Vezzani colloca bond per 10 milioni, Banco Desio e BPER tra i sottoscrittori
Vezzani lancia bond multimilionari

L'azienda piemontese Vezzani amplia le proprie fonti di finanziamento con due prestiti obbligazionari da 5 milioni di euro ciascuno quotati su Euronext Access Milan. Le risorse sono destinate al programma di investimenti nell'area portuale di Marghera, dove il gruppo punta a rafforzare infrastrutture e attività operative nel Nord Est.

In evidenza

  • Vezzani ha emesso due bond da 5 milioni di euro ciascuno, per un totale di 10 milioni, quotati su Euronext Access Milan.
  • I prestiti, emessi il 18 dicembre 2025 e il 30 giugno 2026 con durata di sei anni, sono garantiti da Sace e Fondo di Garanzia PMI-MCC.
  • Banco Desio e BPER hanno sottoscritto i bond, sostenendo il piano di investimenti infrastrutturali di Vezzani nell'area portuale di Marghera.

Emissione e caratteristiche dei prestiti

Come riportato da Borsa Italiana, Vezzani, società con sede a Ovada attiva nel mercato delle cesoie ad alta capacità e produttività per il settore dei rottami, accede ai mercati finanziari con un'emissione complessiva da 10 milioni di euro.

I due bond, del valore nominale di 5 milioni di euro ciascuno, sono stati emessi il 18 dicembre 2025 e il 30 giugno 2026. Entrambi sono quotati sul segmento professionale di Euronext Access Milan, hanno una durata di sei anni e beneficiano rispettivamente delle garanzie di Sace e del Fondo di Garanzia per le piccole e medie imprese, MCC.

Impatto sugli investimenti a Marghera

I prestiti obbligazionari sostengono il piano di investimenti nell'area portuale di Marghera, orientato al potenziamento delle infrastrutture e allo sviluppo delle attività operative della società. L'obiettivo è consolidare il ruolo di Vezzani come hub logistico-industriale strategico nel Nord Est.

BPER e Banco di Desio e della Brianza agiscono come sottoscrittori dell'operazione, rafforzando il sostegno bancario a investimenti industriali considerati strategici per la crescita delle imprese italiane.

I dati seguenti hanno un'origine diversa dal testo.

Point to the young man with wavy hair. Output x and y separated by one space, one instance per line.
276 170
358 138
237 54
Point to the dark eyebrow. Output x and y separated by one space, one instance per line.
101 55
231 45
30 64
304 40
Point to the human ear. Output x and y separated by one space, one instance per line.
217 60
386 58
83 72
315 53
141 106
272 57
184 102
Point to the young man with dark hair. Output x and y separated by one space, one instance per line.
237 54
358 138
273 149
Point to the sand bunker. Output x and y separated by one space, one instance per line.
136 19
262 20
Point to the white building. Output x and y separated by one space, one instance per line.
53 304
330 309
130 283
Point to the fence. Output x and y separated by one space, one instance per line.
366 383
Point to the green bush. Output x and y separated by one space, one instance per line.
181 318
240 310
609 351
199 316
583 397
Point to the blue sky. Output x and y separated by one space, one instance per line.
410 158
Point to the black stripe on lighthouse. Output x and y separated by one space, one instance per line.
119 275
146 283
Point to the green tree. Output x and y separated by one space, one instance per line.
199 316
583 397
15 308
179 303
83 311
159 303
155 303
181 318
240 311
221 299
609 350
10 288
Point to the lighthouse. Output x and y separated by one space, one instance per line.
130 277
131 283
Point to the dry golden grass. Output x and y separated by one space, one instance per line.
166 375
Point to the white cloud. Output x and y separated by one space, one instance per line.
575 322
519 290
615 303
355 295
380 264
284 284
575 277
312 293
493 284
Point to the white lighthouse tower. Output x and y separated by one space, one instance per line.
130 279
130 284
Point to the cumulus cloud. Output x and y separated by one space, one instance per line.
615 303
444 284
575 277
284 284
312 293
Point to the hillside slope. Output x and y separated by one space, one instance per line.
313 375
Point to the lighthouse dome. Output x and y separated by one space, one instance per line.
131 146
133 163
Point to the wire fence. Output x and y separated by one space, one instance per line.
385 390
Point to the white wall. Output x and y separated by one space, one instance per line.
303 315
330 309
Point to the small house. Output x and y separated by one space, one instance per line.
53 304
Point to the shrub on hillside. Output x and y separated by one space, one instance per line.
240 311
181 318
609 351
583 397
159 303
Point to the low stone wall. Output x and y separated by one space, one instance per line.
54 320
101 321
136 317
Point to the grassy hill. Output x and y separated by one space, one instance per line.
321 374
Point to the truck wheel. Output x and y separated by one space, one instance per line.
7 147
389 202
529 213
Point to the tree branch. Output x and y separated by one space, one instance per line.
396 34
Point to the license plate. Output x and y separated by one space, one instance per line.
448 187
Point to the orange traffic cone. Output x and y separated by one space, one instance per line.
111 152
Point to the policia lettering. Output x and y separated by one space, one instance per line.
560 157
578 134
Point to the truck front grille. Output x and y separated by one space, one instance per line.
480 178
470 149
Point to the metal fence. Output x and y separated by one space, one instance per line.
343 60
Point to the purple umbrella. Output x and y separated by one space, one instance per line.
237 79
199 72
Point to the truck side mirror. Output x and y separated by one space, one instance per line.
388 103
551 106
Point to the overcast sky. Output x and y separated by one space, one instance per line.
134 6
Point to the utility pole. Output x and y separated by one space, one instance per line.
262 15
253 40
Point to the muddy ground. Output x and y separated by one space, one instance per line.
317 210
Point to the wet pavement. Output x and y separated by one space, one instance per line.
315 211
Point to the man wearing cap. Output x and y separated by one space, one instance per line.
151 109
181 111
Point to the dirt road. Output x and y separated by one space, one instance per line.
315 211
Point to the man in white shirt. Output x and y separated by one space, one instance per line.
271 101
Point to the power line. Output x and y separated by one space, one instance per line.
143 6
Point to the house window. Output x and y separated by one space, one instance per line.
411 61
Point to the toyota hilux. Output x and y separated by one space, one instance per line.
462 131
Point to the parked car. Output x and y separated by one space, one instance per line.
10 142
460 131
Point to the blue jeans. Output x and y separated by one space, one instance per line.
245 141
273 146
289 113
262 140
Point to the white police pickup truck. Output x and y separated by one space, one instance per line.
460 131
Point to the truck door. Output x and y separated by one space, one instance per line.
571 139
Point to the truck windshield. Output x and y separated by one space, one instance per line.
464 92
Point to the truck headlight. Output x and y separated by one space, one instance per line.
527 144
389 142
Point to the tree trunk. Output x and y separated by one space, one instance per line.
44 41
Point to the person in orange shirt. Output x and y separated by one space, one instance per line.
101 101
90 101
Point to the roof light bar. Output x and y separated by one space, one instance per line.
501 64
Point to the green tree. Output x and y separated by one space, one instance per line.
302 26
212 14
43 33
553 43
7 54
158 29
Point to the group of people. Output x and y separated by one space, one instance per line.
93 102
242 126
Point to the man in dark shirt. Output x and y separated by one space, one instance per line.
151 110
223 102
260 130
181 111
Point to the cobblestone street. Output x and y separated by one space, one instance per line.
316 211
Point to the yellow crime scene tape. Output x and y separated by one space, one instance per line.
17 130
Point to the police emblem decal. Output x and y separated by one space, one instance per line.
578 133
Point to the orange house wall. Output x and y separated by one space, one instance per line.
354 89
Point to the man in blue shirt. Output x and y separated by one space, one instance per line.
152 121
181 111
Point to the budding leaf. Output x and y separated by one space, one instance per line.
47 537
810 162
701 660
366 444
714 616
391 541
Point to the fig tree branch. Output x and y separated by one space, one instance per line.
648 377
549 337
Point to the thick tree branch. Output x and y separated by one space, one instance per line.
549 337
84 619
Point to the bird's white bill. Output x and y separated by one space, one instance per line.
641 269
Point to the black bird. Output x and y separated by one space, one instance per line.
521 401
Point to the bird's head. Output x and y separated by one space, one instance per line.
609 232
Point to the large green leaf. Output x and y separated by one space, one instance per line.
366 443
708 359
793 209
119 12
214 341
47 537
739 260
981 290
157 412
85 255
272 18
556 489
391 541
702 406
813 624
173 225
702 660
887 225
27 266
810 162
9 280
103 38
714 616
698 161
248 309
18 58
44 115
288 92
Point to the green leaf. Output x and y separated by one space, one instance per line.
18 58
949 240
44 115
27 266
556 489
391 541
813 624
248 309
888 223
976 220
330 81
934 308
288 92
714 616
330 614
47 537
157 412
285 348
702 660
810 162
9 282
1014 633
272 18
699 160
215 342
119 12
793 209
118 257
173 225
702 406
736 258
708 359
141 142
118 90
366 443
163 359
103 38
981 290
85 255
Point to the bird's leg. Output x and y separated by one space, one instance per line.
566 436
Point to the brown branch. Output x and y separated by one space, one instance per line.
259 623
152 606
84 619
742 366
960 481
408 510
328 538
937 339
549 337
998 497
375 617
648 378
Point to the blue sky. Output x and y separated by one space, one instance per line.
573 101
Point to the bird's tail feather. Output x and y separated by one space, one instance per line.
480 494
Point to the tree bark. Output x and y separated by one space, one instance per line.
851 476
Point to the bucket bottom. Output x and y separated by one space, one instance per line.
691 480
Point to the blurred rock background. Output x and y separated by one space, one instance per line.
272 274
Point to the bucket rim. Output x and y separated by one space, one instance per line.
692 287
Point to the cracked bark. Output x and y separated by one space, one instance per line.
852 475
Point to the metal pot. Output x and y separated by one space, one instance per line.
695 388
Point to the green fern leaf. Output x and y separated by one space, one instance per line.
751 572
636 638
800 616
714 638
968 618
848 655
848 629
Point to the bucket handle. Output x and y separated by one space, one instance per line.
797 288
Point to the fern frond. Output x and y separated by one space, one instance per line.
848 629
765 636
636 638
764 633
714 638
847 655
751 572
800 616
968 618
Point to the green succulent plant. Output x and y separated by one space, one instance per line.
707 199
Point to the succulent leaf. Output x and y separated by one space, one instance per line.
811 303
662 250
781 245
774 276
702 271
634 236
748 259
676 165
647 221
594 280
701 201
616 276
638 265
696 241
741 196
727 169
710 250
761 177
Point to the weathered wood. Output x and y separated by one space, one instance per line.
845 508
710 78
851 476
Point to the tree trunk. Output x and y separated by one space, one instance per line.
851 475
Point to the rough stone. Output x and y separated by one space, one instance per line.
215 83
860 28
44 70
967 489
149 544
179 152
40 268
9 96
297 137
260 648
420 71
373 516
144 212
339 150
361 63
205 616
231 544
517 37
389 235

Nel nostro precedente approfondimento sulle supply chain nel 2026 abbiamo evidenziato come la crescente frammentazione del commercio globale stia rendendo la logistica un fattore decisivo di competitività, con le imprese sempre più concentrate su resilienza, visibilità e controllo dei flussi. Abbiamo inoltre sottolineato il profilo export resiliente dell’Italia e il ruolo degli investimenti in hub e infrastrutture logistiche per sostenere crescita e capacità di adattamento in un contesto più volatile.